Liat Olenick, an elementary school teacher, MORE-UFT member and Indivisible Nation BK co-president said: “Our children should come first. The Governor and the Mayor’s proposed cuts to public schools during a moment of profound collective loss and trauma are both unjust and unnecessary. The Governor should reverse his proposed statewide cuts to public education and instead levy moderate taxes on New York’s ultra-wealthy, and the Mayor should cut extraneous DOE contracts, and freeze funding for the NYPD instead of slashing fair student funding and hiring.” 

“As  a parent of a high school student, I understand first -hand the importance of summer activities for my children.  It’s unconscionable that the Mayor wants to cut $49 million to the summer youth employment program. Without these programs, kids like mine won’t be able to gain skills, experiences, and real wages. These programs are a much needed lifeline for parents like me.  I'm proud to stand with my fellow parents to urge the Mayor to  cut contracts and save summer programs for children like mine,” said Naila Rosario, President of NYC Kids PAC.
Kaliris Salas Ramirez of CEC 4 and NYC Opt out said, “These budget cuts imposed by Cuomo and DeBlasio are downright abusive to our school communities.  Schools in East Harlem are owed millions of dollars that could finance full arts programming, counselors and social workers that can support our students in their transition back to school; now that will be impossible. We need to divest from these corporations, including testing companies, that just continue to create metrics that marginalize our most vulnerable students to invest in our schools and protect our students.”   

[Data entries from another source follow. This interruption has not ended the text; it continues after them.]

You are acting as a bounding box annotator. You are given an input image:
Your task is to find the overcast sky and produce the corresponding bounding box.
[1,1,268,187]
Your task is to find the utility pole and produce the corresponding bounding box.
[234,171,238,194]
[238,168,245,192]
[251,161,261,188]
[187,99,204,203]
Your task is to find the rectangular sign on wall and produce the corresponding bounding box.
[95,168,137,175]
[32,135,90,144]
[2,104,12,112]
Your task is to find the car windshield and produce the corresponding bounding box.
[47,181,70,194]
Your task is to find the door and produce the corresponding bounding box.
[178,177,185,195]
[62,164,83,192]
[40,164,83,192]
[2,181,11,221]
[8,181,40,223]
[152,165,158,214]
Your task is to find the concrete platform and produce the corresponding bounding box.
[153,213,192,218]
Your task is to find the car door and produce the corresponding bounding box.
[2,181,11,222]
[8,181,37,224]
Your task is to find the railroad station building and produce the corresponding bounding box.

Maria Bautista of the Alliance for Quality Education concluded, "Mayor de Blasio's proposed cuts to education are unconscionable and disastrous. The mayor was quoted saying ‘Next school year will have to be the greatest academic school year the city will ever have because everyone is going to be playing catch up,’  yet we know with this budget students will come back to less resources, academic supports,  larger class sizes and limited social and emotional supports. NYC must avoid making any cuts to our schools. We demand they take a look at wasteful contracts, make equitable changes to the Fair Student Funding formula  and divest from other city agencies, like the NYPD. NYC students will be harmed if this immoral budget passes."